IoT security woes ‘solved by collaboration’
Cisco IoE chief urges operations teams to consult IT on new deployments
Security worries around internet of things (IoT) devices could be solved if operations teams worked more closely with IT teams, according to Chris White, senior vice president for the Internet of Everything, Cisco.
Speaking to ITP.net at Cisco Connect UAE yesterday, White said that operations teams - which he dubbed as the OT side of the business - often blindly accept internet-connected devices if they promise greater efficiencies, and do not consider the security implications.
"What we've seen actually is some of the OT departments, the operational side of the world, just accept internet-enabled devices, and they're not collaborating with the IT departments that realise that security is a key area that you have to architecturally design for," he said.
"One of the biggest retail hacks in North America last year was through the HVAC system, which connected to the internet, which connected to the point of sales system and blew it up."
However, White said that he was confident the IT and OT sides of businesses are beginning to converge. He said that operations teams are beginning to consult IT on smart device purchases, and that this is making for a safer environment in which to deploy IoT devices.
"What I'm optimistic about is that, as those worlds get closer together, you don't have almost naïve purchases of equipment with Ethernet ports or Wi-Fi access that you just configure to connect to the internet and open an organisation to attack," he said.
IoT devices have come in for plenty of criticism in recent months, with security experts accusing IoT vendors of not applying basic security policies to their products. At the beginning of 2015, a Sophos researcher, James Lyne, said that cyber-criminals would advance their IoT efforts from the proof-of-concept stage and turn them into mainstream attacks. This, he said, would be possible due to the increased uptake of IoT devices, and the lack of security standards on these devices.

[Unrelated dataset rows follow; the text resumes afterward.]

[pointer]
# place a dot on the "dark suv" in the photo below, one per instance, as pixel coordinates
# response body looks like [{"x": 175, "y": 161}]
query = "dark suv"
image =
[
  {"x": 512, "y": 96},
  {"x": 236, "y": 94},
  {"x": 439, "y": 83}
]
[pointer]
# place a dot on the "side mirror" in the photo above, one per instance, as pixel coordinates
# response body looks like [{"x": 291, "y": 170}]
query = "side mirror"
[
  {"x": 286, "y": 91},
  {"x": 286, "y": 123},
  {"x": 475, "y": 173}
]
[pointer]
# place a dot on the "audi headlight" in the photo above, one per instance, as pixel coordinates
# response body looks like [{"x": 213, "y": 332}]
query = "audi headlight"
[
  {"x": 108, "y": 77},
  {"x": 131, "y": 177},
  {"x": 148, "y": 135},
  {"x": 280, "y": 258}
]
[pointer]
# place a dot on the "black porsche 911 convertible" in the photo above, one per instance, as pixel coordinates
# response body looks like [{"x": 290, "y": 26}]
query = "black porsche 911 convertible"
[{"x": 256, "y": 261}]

While White did not comment on any specific devices, he explained that organisations should also focus on the overall security of the network from an architectural perspective. He said that security on individual devices would only provide a degree of protection, and that organisations need to look at the bigger picture.
"It's not just about making sure you've got the hottest firewall, it's making sure you design the network and the application and the software and the Wi-Fi to make sure it's as secure and scalable as possible," he said.
However, White did concede that many of Cisco's biggest IoT customers are in industries that traditionally aren't as IT-centric as others. However, in a later panel discussion at Cisco Connect, he said that, for many of these organisations, the benefits of adopting IoT technologies were beginning to outweigh the risks.
"There are always going to be bad guys out there," he said. "But take an offshore oil rig as an example. At the moment, you take samples, you package them, you put them on a helicopter, you fly them back to an expert. You've got millions of dollars of capital equipment lying idle. But what if I'm drilling oil in the North Sea, and I've got Ethernet connectivity at the drill bit, and I'm taking samples of what I'm extracting right there at source? I can then make an informed decision."
Cisco is currently one of the most vocal proponents of the internet of things, which the vendor describes as a part of the wider internet of everything (IoE). The difference, according to White, is that the IoE also encompasses a change in business processes that allows data from IoT devices to be analysed and then acted upon.